What is Minimum Order Quantity (MOQ)? A Comprehensive Guide

What is Minimum Order Quantity (MOQ)? A Comprehensive Guide

Business-to-business (B2B) trade is whereby a company buys or sells services to another. In B2B trade, the term Minimum Order Quantity (MOQ) comes up a lot. It means you must purchase a minimum number of particular products.

Some manufacturers and wholesalers will demand to know the Minimum Order Quantity (MOQ) when customers are placing their orders. If a customer isn’t willing to meet the demand, manufacturers, wholesalers, or suppliers might turn them away.

While it may seem counterintuitive to turn away customers who don’t meet the minimum order quantity, it could also lead to higher profits. As a business owner, it’s crucial to understand how MOQ works and how suppliers can use them, especially in low-margin or highly personalised businesses. With proper management and meticulous use, minimum order quantities can increase your bottom line.

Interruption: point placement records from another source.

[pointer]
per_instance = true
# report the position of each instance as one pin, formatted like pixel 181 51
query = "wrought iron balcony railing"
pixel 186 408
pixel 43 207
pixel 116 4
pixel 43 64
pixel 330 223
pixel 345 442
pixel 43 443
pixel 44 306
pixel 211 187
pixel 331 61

How can you use Minimum Order Quantities to benefit your business? Minimum order quantities can work for your business as it increases sales and profit margins. With MOQ standards, suppliers would supply your business's exact products at a time.

Incorpuk in this post puts up a comprehensive guide on MOQ. So, if you haven’t encountered the term MOQ or don’t understand the fuss, you are welcome to our insightful post. We’ll tell you why suppliers impose limitations on buyers, the impact of MOQs on inventory, and how to optimise purchase orders to meet these constraints without risking your business.

Let’s begin by defining Minimum Order Quantity (MOQ).

What is Minimum Order Quantity (MOQ)?

A Minimum Order Quantity (MOQ) is the most minor order size a supplier will sell to a customer at a time. The minimum quantity is expressed as the minimum number of units. Sometimes, suppliers may set the minimum order quantity based on order value.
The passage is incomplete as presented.